The paper presents a novel neural network architecture with semi-orthogonality constraints that enhances noise resistance and efficiency in contrastive learning for critical transition detection.

Findings

Matches traditional contrastive learning in accuracy

More lightweight and computationally efficient

Significantly more resistant to noise

Abstract

Detecting critical transitions in complex, noisy time-series data is a fundamental challenge across science and engineering. Such transitions may be anticipated by the emergence of a low-dimensional order parameter, whose signature is often masked by high-amplitude stochastic variability.

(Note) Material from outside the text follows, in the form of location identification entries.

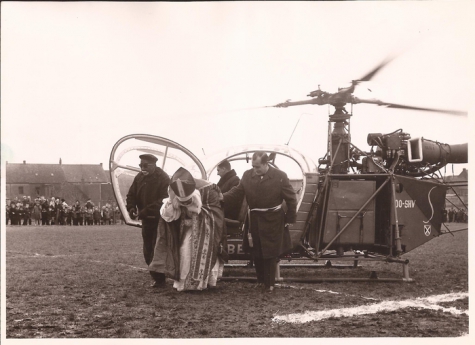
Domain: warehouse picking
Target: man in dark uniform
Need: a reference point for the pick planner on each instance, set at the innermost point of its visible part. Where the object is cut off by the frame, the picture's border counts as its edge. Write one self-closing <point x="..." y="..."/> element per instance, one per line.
<point x="144" y="200"/>
<point x="228" y="180"/>
<point x="265" y="188"/>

Standard contrastive learning approaches based on deep neural networks, while promising for detecting critical transitions, are often overparameterized and sensitive to irrelevant noise, leading to inaccurate identification of critical points. To address these limitations, we propose a neural network architecture, constructed using singular value decomposition technique, together with a strictly semi-orthogonality-constrained training algorithm, to enhance the performance of traditional contrastive learning. Extensive experiments demonstrate that the proposed method matches the performance of traditional contrastive learning techniques in identifying critical transitions, yet is considerably more lightweight and markedly more resistant to noise.